Blindness is the most dreaded complication of blepharoplasty and the incidence in the literature ranges from 1 : 2000 to 1 : 5000 cases.24,41 The loss of vision is thought to be due to a retrobulbar hemorrhage causing increased intraorbital pressure. This hemorrhage is thought to cause compression of the ciliary arteries which results in ischemia of the optic nerve. Another theory is ischemia of the optic nerve due to constriction of the retrobulbar blood vessels in response to epinephrine in the local anesthetic. A patient’s complaint of significant pain, pressure, excess swelling or visual disturbances should be investigated vigorously in order to avoid this complication. Immediate consultation with an ophthalmologist is crucial if there is any evidence of loss of vision.
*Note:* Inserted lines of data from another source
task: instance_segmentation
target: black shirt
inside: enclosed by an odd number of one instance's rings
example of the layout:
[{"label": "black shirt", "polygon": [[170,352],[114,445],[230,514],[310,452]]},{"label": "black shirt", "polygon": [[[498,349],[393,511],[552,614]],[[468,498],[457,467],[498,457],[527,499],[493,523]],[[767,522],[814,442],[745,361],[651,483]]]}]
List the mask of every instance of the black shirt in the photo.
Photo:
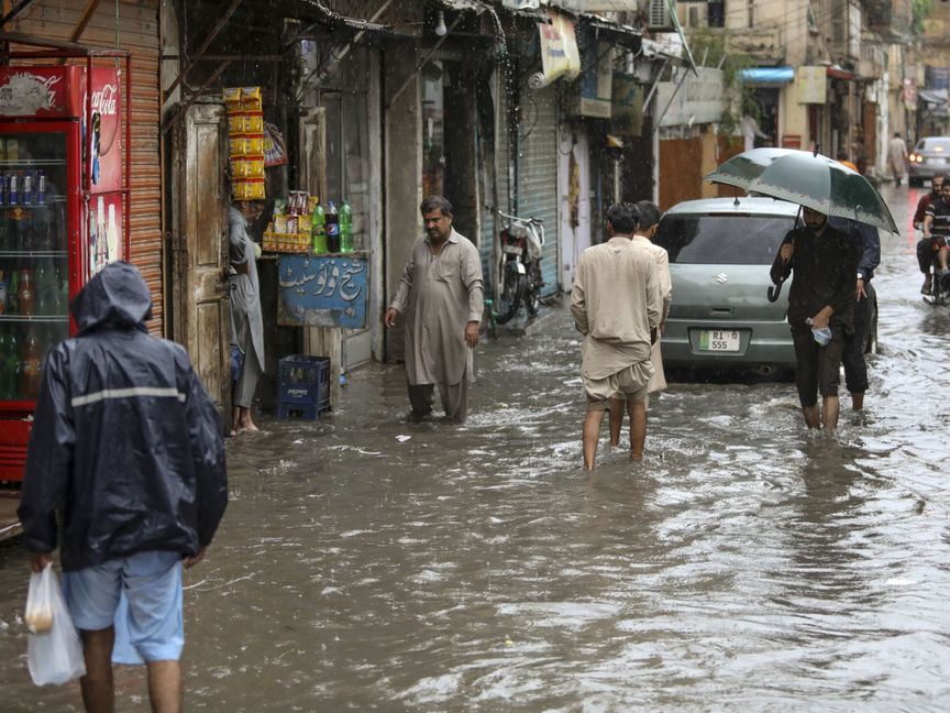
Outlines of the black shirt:
[{"label": "black shirt", "polygon": [[789,242],[795,245],[792,259],[783,264],[780,248],[771,273],[774,283],[795,273],[788,289],[788,323],[802,326],[808,317],[831,305],[830,325],[839,325],[850,334],[860,242],[831,226],[826,226],[820,235],[810,228],[789,230],[782,244]]},{"label": "black shirt", "polygon": [[930,224],[931,234],[950,235],[950,202],[947,202],[946,198],[941,196],[931,200],[924,215],[934,218],[934,222]]}]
Diplopia as a result of injury of the extraocular muscles is the next most severe complication. This will result from transection or surgical injury to the inferior oblique, inferior rectus or superior oblique muscles. These muscles may be injured during fat resection and dissection of the inferior or superior eyelid respectively.42 Meticulous surgical technique and observation of tissue planes will help to prevent this complication.
Pre-existing keratoconjunctivitis sicca or dry eye is a relative contraindication to eyelid surgery. Any surgery that may cause lagophthalmos or exposure keratopathy in a patient with dry eye will result in corneal epithelial breakdown and possible corneal ulceration. Ophthalmic consultation should be obtained for any patient with a history or symptoms consistent with keratoconjunctivitis sicca. Patients with exposure keratopathy may complain of tearing secondary to the tear reflex arc that is stimulated by corneal exposure. Frequent lubrication with ophthalmic ointment or artificial tears, or the use of an occlusive eyelid cover that retains the moisture, may alleviate some of the symptoms of a patient with exposure keratopathy.